Mas todas essas medidas são parciais, temporárias e distorcidas diante das opressões. Isso quando não passam de pura ilusão.

A necessidade transformada em empreendimento

O empreendorismo é exemplar neste sentido. Primeiro, qualquer um que tenha nascido e crescido na periferia, particularmente numa família negra, sabe que isto não passa de um nome pomposo para algo que, desde sempre, foi uma estratégia de sobrevivência para nós. Uma necessidade que, agora, querem vender como um caminho para a ascensão social e à chamada “libertação-pelo-mercado”.

Nossos ancestrais, a começar pelos “escravos de ganho” (colocados nas ruas para vender e prestar serviços) “inventaram” esta história. Somos filhos de pais metalúrgicos que, vez ou outra, montavam barraquinha na feira para vender produtos cultivados na roça do pátio do cortiço; netas de avós que intercalavam o trabalho como “doméstica” com o “bico” como quituteiras e irmãs e irmãos de pedreiros que mantinham um “negocinho” de consertos com os primos.

A institucionalização desta prática pelas empresas é ilusão que se desmancha no ar, levada pela própria crise do sistema.
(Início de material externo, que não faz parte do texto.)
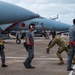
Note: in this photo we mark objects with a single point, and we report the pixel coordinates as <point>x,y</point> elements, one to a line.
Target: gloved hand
<point>47,50</point>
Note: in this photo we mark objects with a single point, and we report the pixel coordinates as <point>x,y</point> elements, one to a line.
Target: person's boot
<point>4,65</point>
<point>73,61</point>
<point>61,63</point>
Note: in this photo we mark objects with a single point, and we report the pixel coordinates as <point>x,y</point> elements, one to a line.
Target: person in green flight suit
<point>63,46</point>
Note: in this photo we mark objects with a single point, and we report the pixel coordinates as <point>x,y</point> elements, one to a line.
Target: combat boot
<point>61,63</point>
<point>73,61</point>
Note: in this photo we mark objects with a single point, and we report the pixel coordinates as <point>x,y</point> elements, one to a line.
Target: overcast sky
<point>49,8</point>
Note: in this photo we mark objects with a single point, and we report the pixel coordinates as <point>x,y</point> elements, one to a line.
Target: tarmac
<point>45,64</point>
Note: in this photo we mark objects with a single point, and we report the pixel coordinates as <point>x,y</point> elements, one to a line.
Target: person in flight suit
<point>2,50</point>
<point>72,46</point>
<point>63,46</point>
<point>30,46</point>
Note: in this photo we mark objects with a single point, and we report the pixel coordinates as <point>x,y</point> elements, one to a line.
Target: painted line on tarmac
<point>38,58</point>
<point>72,72</point>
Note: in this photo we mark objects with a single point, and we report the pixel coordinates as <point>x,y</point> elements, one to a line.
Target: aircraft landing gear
<point>18,41</point>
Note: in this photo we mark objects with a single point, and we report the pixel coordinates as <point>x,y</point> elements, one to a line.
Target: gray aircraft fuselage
<point>10,13</point>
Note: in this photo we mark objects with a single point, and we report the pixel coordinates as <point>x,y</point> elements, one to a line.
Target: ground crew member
<point>30,46</point>
<point>72,46</point>
<point>2,51</point>
<point>62,46</point>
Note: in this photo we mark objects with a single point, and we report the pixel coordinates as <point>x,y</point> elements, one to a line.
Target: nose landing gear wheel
<point>18,41</point>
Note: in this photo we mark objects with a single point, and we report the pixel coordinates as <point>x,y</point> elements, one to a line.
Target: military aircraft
<point>42,25</point>
<point>10,13</point>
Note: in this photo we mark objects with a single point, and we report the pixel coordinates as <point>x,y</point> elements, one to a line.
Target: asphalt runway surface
<point>45,64</point>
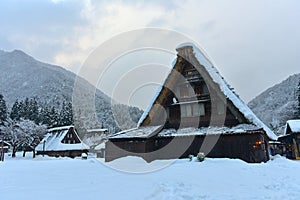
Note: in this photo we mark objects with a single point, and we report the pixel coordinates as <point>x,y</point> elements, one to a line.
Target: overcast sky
<point>254,43</point>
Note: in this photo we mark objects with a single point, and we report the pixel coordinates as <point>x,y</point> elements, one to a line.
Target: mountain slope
<point>277,104</point>
<point>22,76</point>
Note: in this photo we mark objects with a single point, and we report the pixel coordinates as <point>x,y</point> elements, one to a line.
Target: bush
<point>200,156</point>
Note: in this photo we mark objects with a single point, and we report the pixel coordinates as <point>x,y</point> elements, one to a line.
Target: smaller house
<point>94,137</point>
<point>4,146</point>
<point>100,150</point>
<point>291,139</point>
<point>62,141</point>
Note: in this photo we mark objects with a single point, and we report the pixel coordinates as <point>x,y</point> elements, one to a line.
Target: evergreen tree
<point>33,112</point>
<point>66,114</point>
<point>26,109</point>
<point>15,111</point>
<point>3,110</point>
<point>298,95</point>
<point>53,117</point>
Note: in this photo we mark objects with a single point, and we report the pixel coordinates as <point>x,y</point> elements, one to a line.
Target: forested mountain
<point>278,104</point>
<point>23,76</point>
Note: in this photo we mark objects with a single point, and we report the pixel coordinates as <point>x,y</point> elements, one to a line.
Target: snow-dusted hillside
<point>22,76</point>
<point>277,104</point>
<point>64,178</point>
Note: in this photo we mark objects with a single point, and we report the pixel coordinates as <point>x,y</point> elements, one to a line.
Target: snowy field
<point>63,178</point>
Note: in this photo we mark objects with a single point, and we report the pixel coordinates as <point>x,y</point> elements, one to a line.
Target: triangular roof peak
<point>196,57</point>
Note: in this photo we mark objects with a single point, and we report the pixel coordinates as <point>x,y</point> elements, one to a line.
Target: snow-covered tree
<point>15,111</point>
<point>12,134</point>
<point>32,133</point>
<point>298,98</point>
<point>3,110</point>
<point>23,133</point>
<point>66,114</point>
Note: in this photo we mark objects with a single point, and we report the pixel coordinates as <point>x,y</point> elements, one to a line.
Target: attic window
<point>192,110</point>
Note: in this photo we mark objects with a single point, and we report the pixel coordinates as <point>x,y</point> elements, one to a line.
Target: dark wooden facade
<point>291,143</point>
<point>190,98</point>
<point>250,147</point>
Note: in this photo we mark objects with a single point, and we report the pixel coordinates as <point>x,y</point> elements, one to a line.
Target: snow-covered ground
<point>63,178</point>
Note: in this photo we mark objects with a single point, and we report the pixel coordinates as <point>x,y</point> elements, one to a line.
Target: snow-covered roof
<point>53,140</point>
<point>100,146</point>
<point>225,88</point>
<point>294,125</point>
<point>141,132</point>
<point>241,128</point>
<point>60,128</point>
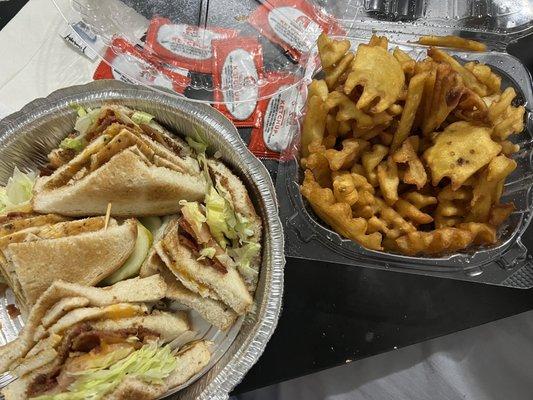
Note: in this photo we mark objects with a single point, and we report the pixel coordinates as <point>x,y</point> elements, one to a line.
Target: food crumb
<point>13,311</point>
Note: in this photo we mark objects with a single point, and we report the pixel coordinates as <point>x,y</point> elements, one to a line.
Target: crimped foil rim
<point>254,344</point>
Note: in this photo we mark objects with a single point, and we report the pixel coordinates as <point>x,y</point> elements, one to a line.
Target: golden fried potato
<point>347,110</point>
<point>380,75</point>
<point>469,78</point>
<point>415,173</point>
<point>344,188</point>
<point>338,215</point>
<point>336,74</point>
<point>345,158</point>
<point>314,123</point>
<point>412,102</point>
<point>459,151</point>
<point>500,212</point>
<point>452,206</point>
<point>318,164</point>
<point>451,41</point>
<point>387,173</point>
<point>379,41</point>
<point>488,188</point>
<point>405,60</point>
<point>331,51</point>
<point>419,200</point>
<point>445,94</point>
<point>371,159</point>
<point>505,118</point>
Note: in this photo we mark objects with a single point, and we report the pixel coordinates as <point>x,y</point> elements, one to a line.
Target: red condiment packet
<point>279,117</point>
<point>237,72</point>
<point>183,45</point>
<point>126,62</point>
<point>293,24</point>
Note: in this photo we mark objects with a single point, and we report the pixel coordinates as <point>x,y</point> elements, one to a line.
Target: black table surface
<point>334,314</point>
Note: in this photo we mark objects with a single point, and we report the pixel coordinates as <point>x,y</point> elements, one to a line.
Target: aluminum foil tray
<point>28,135</point>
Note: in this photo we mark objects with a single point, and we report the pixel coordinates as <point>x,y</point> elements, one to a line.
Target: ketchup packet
<point>279,112</point>
<point>183,45</point>
<point>237,71</point>
<point>127,63</point>
<point>293,24</point>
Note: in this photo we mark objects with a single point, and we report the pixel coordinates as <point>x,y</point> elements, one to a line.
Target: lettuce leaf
<point>151,363</point>
<point>85,121</point>
<point>18,191</point>
<point>77,144</point>
<point>141,117</point>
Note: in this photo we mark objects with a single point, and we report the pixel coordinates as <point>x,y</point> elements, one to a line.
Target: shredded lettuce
<point>77,144</point>
<point>151,363</point>
<point>193,214</point>
<point>79,109</point>
<point>208,252</point>
<point>85,121</point>
<point>243,257</point>
<point>219,217</point>
<point>141,117</point>
<point>18,191</point>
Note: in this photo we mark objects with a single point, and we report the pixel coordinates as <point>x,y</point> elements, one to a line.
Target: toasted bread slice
<point>228,287</point>
<point>85,258</point>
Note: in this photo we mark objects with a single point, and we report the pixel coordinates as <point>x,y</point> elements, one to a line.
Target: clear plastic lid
<point>231,52</point>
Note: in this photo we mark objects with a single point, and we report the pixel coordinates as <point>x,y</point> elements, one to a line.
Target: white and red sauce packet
<point>125,62</point>
<point>237,76</point>
<point>293,24</point>
<point>183,45</point>
<point>279,116</point>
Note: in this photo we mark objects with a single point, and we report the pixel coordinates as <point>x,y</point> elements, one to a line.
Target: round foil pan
<point>27,136</point>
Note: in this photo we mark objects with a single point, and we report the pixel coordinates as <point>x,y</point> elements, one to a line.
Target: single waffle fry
<point>452,41</point>
<point>483,233</point>
<point>336,74</point>
<point>509,148</point>
<point>407,63</point>
<point>371,159</point>
<point>345,158</point>
<point>500,212</point>
<point>314,123</point>
<point>395,110</point>
<point>379,41</point>
<point>419,200</point>
<point>338,215</point>
<point>487,189</point>
<point>364,207</point>
<point>347,110</point>
<point>415,173</point>
<point>469,78</point>
<point>452,206</point>
<point>443,240</point>
<point>387,173</point>
<point>412,102</point>
<point>472,108</point>
<point>318,164</point>
<point>411,213</point>
<point>395,224</point>
<point>344,188</point>
<point>318,87</point>
<point>485,75</point>
<point>445,96</point>
<point>505,118</point>
<point>380,75</point>
<point>459,151</point>
<point>331,51</point>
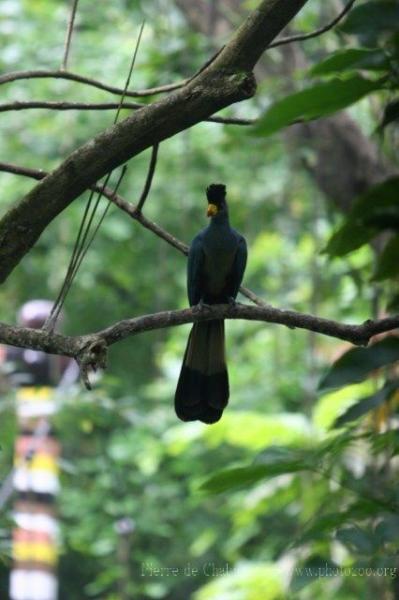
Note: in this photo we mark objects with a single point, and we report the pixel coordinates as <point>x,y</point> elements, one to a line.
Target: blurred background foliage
<point>302,470</point>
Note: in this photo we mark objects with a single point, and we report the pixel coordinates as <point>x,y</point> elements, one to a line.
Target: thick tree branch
<point>78,346</point>
<point>300,37</point>
<point>228,79</point>
<point>132,211</point>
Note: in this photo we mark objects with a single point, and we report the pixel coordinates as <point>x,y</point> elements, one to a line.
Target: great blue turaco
<point>216,265</point>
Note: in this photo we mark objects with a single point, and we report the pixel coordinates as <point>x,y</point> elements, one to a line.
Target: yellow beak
<point>212,210</point>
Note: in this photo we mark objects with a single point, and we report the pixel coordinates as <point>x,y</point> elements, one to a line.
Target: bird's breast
<point>219,258</point>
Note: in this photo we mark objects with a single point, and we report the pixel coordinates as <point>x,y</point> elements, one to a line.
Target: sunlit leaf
<point>317,101</point>
<point>247,581</point>
<point>350,59</point>
<point>376,209</point>
<point>364,405</point>
<point>274,462</point>
<point>349,237</point>
<point>312,569</point>
<point>358,363</point>
<point>356,539</point>
<point>372,17</point>
<point>388,261</point>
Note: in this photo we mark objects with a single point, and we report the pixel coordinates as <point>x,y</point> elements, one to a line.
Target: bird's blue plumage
<point>216,265</point>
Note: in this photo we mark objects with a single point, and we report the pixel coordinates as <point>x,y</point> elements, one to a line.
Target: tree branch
<point>228,79</point>
<point>68,38</point>
<point>300,37</point>
<point>150,176</point>
<point>78,346</point>
<point>46,74</point>
<point>132,211</point>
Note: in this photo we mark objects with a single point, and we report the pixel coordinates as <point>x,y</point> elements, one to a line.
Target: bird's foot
<point>202,306</point>
<point>232,301</point>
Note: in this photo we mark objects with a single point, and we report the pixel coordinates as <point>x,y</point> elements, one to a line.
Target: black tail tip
<point>201,397</point>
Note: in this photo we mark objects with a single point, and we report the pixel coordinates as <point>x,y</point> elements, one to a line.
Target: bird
<point>216,263</point>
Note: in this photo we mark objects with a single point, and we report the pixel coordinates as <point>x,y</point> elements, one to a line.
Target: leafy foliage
<point>294,479</point>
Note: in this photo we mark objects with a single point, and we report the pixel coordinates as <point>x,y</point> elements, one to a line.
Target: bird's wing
<point>195,270</point>
<point>238,268</point>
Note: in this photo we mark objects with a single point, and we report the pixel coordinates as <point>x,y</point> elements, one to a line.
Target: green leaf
<point>356,539</point>
<point>356,364</point>
<point>349,237</point>
<point>314,568</point>
<point>387,530</point>
<point>327,524</point>
<point>372,17</point>
<point>391,114</point>
<point>372,59</point>
<point>317,101</point>
<point>364,405</point>
<point>388,261</point>
<point>275,461</point>
<point>374,210</point>
<point>377,200</point>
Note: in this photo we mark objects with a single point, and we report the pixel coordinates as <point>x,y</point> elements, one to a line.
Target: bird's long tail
<point>203,388</point>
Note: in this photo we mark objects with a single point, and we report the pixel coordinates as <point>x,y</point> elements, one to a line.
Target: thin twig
<point>61,105</point>
<point>77,346</point>
<point>133,62</point>
<point>300,37</point>
<point>46,74</point>
<point>132,211</point>
<point>49,105</point>
<point>150,175</point>
<point>81,247</point>
<point>69,35</point>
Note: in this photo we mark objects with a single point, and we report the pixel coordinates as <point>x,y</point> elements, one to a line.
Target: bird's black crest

É isto que foi sintetizado, por exemplo, na manchete da “Folha de S. Paulo”, em 18/09/2021: “Crise econômica reverte aumento de negros e mulheres no empreendedorismo”.

Baseado na última Pesquisa Nacional por Amostra de Domicílios (PNDA) Contínua, o artigo demonstra que são exatamente os empreendimentos de negros (“pretos” e “pardos”) e mulheres que mais foram afetados entre 2019 e 2021, exatamente quando esta modalidade foi vendida como “grande solução” para o enfrentamento da pandemia. Valendo lembrar, ainda, que são exatamente estes setores que mais têm dificuldade até mesmo para abrir seus negócios, conseguir crédito ou atender aos critérios de financiamento estipulados pelo programa chamado “Microempreendedores Individuais” (MEI).

O beco sem saída e o caminho sem volta da cooptação

Não estão apenas vendendo ilusões. Também é parte de seu projeto desviar ativistas e movimentos do enfrentamento direto com o capitalismo, através da institucionalização, seja no setor público, seja no privado.

Quem segue por esse caminho esquece que as amarras do capitalismo se confundem com as correntes da opressão desde a época da escravidão. Amarras e correntes que só poderão ser definitivamente quebradas quando mulheres, LGBTIs, negros, quilombolas, indígenas e imigrantes se juntarem aos batalhões da classe trabalhadora organizada para tomarem o poder, através de conselhos populares e instituições socialistas que, de fato, representem a diversidade do nosso povo.